This month marks the 100th anniversary of Charlotte Mason’s death, and Calvary Schools is setting this week aside to share with our community more about her life and history. Each day, you’ll be learning from educators around the country who have been impacted by her teachings and have dedicated their lives to educational renewal one student at a time.
Charlotte Mason College in Ambleside, England. The building is now part of the University of Cumbria.
By Melissa and Brandon Byrd
Class 4 and 8 Teachers, Calvary Schools of Holland
Educational leaders and parents within the Ambleside network for over a decade
Have you ever walked into church, work, a social gathering, or even just stood in line at the market and heard those around you lamenting their busyness?
“I feel like I’m running around like a chicken with its head cut off!”
We’ve had many chickens on our homesteads throughout the years. The first time we set out to prepare one for dinner, we missed the mark completely. Brandon held the ax, and Melissa held the rooster on the chopping block. The first try released the chicken into a full sprint with all of himself still intact.
After much discussion (which mostly revolved around Melissa not wanting to lose her head as well), Brandon decided that for the second try, he would keep his eyes open. We have been successful ever since and while keeping one’s eyes open while chopping is a great lesson, there is another point to consider as well.
Without our heads in tow, we can’t expect to be able to think straight and make thoughtful choices. At best, we will just be able to flop about from one cultural bandaid to another. Charlotte Mason addresses this need for thoughtfulness as parents and educators.
“The parent who would educate his children,” argues Mason in Parents and Children, “in any large sense of the word, must lay himself out for high thinking and lowly living; the highest thinking indeed possible to the human mind and the simplest, directest living.”
We find that these thoughts are just as true today as when Mason wrote them over a century ago. Perhaps they are provocative to those of us who are often looking for the “biggest and best” for our children. What if a simpler, more realistic way of child rearing is possible, if not even best? What if less really is more?
“In the spiritual as well as in the natural world, great means are always simple.”
– Charlotte M. Mason, Ourselves
For anyone who has stepped into an Ambleside classroom, you have seen and felt Mason’s words firsthand.
- The walls are simply decorated with beautiful art, maps, an graceful scripts.
- Technology use is minimized.
- The natural world is gathered, pondered, and admired on nature tables and in nature journals.
- The feast of good books on hand is sumptuous and from their pages heroes and villains, wise and foolish, speak their stories and are consumed and discerned by hungry minds.
Mason writes, “None of us can be proof against the influences that proceed from the persons he associates with. Wherefore, in books and men, let us look out for the best society, that which yields a bracing and wholesome influence.”
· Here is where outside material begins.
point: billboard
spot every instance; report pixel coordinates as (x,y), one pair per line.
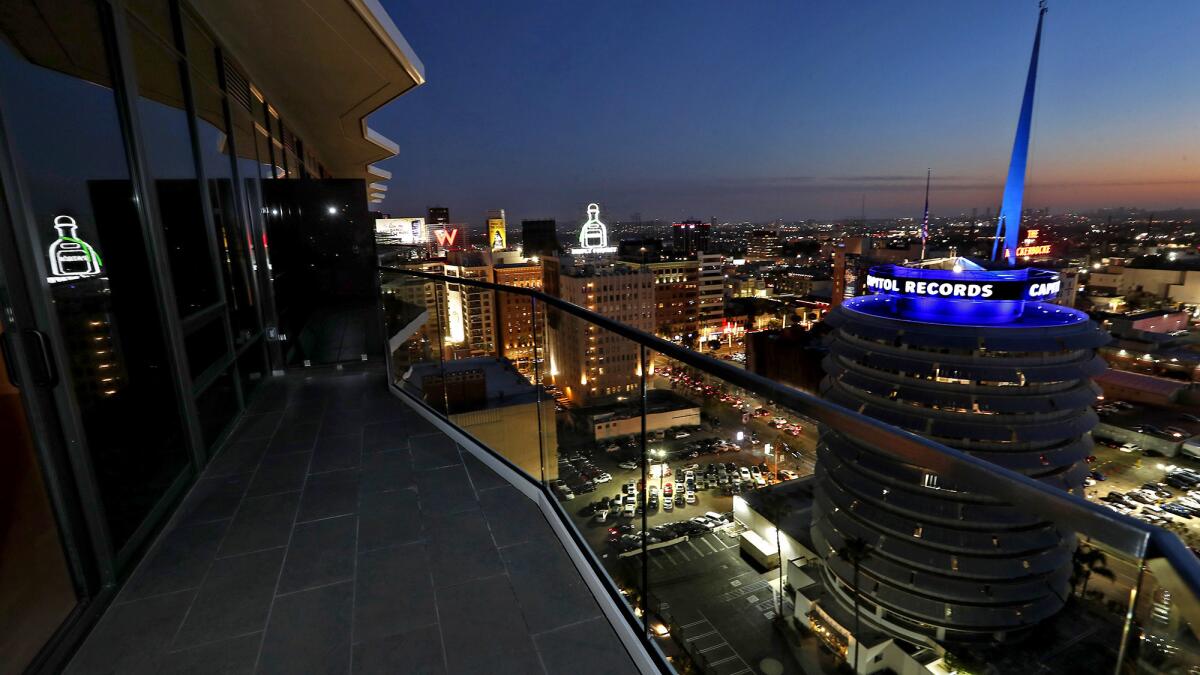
(408,231)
Mason’s devotion to the well being of the family and school permeates her work. And here is where the generous curriculum of a Charlotte Mason education can be seen. Children read and retell from many different subjects. Through this, they gain the best that civilization and history have to offer. As such, her emphasis on a child’s education in school was seen as the outpouring of what had already been started in the home.
Don’t we as parents deserve to keep that same best company as well? In fact, this is largely why we became Ambleside educators. We became even more enthusiastic when we discovered that this was good not only for our children but for us as adults, too. That means that a Charlotte Mason education does not have to end with the wonderful experience children have in the classroom. If what is good for a child is also good for an adult, a Charlotte Mason home can look and feel very similar. Our homes are the first classroom, and parents are the primary educators.
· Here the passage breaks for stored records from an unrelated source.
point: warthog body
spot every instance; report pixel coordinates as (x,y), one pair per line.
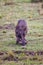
(21,31)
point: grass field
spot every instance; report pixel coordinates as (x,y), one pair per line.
(9,16)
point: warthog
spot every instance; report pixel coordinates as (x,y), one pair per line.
(21,31)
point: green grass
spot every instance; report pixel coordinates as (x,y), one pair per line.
(11,14)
More than likely we have all, at one time or another, sighed regrets of being too busy. More than likely we have used it as an excuse for stepping back from thoughtful and relational living. “Chicken with its head cut off” syndrome is something we are all familiar with. It feels unavoidable in our culture today and quite often we seem to accept this feeling as just a normal part of our and our children’s, daily lives.
But there is another way.
Mason gives insights into what a fruitful adulthood can look like. She reminds us that parenting and marriage is much deeper than simply paying bills, running errands, and providing for physical needs. Her words untiringly call us back toward what is most needful. As such, Mason avoids advocating a simplistic legalism, an arbitrary list of dos and don’ts. Instead, her words and life speak to the truth that every action, habit, and discipline should have at its aim additional relational belonging and peace as we seek to grow in our capacities as men and women.
By simplifying our homes, pursuing firmer habits, and focusing on relationships, we have the opportunity to slip our necks off the chopping block. We might not have as much going on, have as much stuff, or be moving as quickly, but Charlotte Mason has taught us that in this way we are better able to keep our thoughts and our hearts intact.
History of the Charlotte Mason College
As Charlotte Mason began publishing her six volumes of education, other schools in England adopted her philosophy and methods. Her Ambleside network developed into a teacher training college to resource all of these schools and programs that were springing up. The school was a training center for young women to learn to teach using Mason’s methods in both homes and schools.
After Mason’s death in 1923, the training school was managed by various educational institutions, eventually becoming part of the current University of Cumbria.